Malgré le coût de 3,5 milliards d'euros (plus les 2,1 milliards d'euros du monde des entreprises), le pacte reste vague. On ne sait ainsi pas si la Cyber Greenhouse sera un incubateur ou s'il s'agira d'un autre moyen de tester de nouveaux concepts. Le pacte stipule que le gouvernement élaborera et promotionnera des directives et mettra en oeuvre des cours et des campagnes en ligne en matière de cyber-sécurité. Toutes des choses qui se font aujourd'hui déjà notamment avec Safeonweb du CCB.

Le gouvernement entend aussi stimuler le développement d'une infrastructure 'cloud' sûre, mais n'explique pas si cela signifie que des initiatives comme G-Cloud recevront plus de moyens, ou si par exemple des règles seront édictées à propos des solutions 'cloud' que les entreprises pourront utiliser, et où elles pourront mettre leurs données.

Application des cyber-mesures: 2,8 milliards d'euros

L'un des plus brefs passages du pacte en matière de cyber-sécurité, mais peut-être le plus singulier: le nombre d'experts disponibles en cyber-sécurité au sein des services de renseignements et de sécurité, du CERT et de la Défense devra passer à 1.500 temps plein.

Recherche et développement: 1,1 milliard d'euros

Le volet concernant la recherche et le développement passe surtout en revue toute une série de réalisation dans notre pays, comme l'introduction d'Itsme, l'authentification à deux facteurs dans les banques, ou encore le fait que l'UE et l'OTAN font appel à du talent local présent sur le marché.
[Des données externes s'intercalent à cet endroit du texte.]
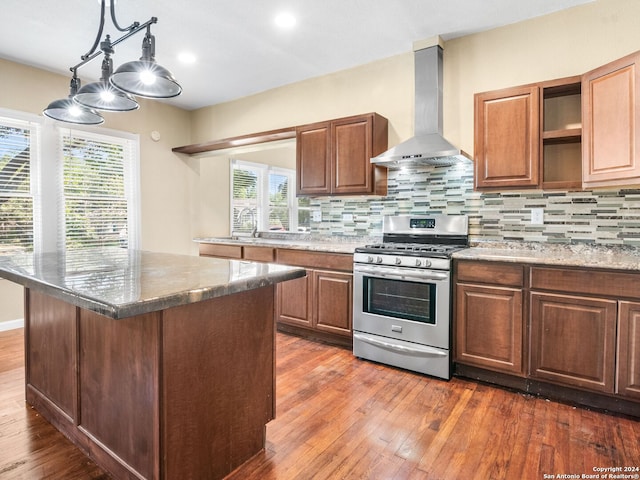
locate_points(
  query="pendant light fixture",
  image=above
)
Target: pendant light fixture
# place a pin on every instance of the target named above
(114, 91)
(102, 95)
(66, 110)
(145, 77)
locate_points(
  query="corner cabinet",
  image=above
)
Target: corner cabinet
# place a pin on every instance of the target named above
(611, 116)
(507, 137)
(529, 136)
(320, 304)
(334, 157)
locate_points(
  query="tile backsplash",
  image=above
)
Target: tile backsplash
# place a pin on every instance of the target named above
(608, 217)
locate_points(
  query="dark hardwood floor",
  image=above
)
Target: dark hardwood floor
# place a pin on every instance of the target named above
(342, 418)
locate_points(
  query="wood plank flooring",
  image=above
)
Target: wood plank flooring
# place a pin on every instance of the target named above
(343, 418)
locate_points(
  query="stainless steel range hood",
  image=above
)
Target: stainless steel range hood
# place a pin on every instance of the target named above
(427, 146)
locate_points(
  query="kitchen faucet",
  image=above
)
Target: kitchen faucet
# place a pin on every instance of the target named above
(254, 222)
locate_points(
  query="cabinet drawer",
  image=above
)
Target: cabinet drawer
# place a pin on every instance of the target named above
(586, 281)
(490, 272)
(330, 261)
(259, 254)
(220, 250)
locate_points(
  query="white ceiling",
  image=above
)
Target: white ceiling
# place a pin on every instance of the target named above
(239, 49)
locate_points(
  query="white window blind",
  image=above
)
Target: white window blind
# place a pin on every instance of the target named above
(279, 204)
(263, 197)
(17, 147)
(246, 190)
(97, 190)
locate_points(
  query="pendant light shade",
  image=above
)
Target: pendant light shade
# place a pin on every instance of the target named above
(114, 91)
(102, 95)
(66, 110)
(145, 77)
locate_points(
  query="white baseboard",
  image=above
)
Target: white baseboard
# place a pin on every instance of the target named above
(11, 324)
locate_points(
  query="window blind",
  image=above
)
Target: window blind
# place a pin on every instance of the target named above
(96, 207)
(17, 139)
(246, 182)
(263, 196)
(279, 218)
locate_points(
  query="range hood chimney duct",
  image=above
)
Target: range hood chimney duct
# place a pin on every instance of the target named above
(428, 146)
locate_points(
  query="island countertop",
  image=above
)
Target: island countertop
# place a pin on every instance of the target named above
(120, 283)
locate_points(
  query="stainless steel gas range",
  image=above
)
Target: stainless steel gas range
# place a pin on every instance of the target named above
(402, 293)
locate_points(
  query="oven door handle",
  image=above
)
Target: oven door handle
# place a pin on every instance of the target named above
(396, 274)
(418, 349)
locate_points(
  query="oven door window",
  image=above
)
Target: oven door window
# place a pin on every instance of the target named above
(400, 299)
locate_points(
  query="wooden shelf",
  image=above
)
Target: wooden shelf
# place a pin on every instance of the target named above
(568, 135)
(240, 141)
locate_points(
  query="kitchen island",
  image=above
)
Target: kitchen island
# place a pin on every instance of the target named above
(156, 365)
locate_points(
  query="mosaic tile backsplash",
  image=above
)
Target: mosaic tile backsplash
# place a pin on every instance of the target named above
(607, 217)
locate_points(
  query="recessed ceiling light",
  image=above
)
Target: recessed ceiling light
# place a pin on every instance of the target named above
(285, 20)
(186, 57)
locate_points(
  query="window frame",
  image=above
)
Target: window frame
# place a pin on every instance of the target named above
(47, 181)
(263, 172)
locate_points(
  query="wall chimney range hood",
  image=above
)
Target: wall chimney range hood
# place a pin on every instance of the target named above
(427, 146)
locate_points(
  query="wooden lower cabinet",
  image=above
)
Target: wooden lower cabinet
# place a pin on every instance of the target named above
(320, 301)
(332, 309)
(317, 305)
(564, 332)
(628, 368)
(489, 330)
(573, 340)
(489, 327)
(294, 301)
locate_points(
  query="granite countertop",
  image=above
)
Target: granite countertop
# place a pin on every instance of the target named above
(121, 283)
(314, 243)
(580, 255)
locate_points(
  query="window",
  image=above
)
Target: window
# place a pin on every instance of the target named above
(63, 188)
(17, 143)
(96, 204)
(263, 198)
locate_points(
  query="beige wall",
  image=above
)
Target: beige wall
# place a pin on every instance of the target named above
(167, 180)
(554, 46)
(563, 44)
(184, 196)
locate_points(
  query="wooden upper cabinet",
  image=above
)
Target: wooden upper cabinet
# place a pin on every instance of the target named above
(507, 138)
(611, 123)
(334, 157)
(313, 168)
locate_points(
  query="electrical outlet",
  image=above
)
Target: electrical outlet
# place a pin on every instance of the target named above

De plus, le pacte plaide pour une extension des formations en cyber-sécurité. Celles-ci n'existent que depuis quelques années et ne fournissent donc encore que trop peu de diplômés. Sur le plan de la recherche, les activités existantes doivent être soutenues et étoffées. Le gouvernement évoque entre autres la cryptographie, l'informatique dans le nuage ('cloud computing') et une focalisation sur des normes sûres. Outre les 1,1 milliard d'euros publics, le gouvernement table ici sur 0,8 milliard du secteur privé.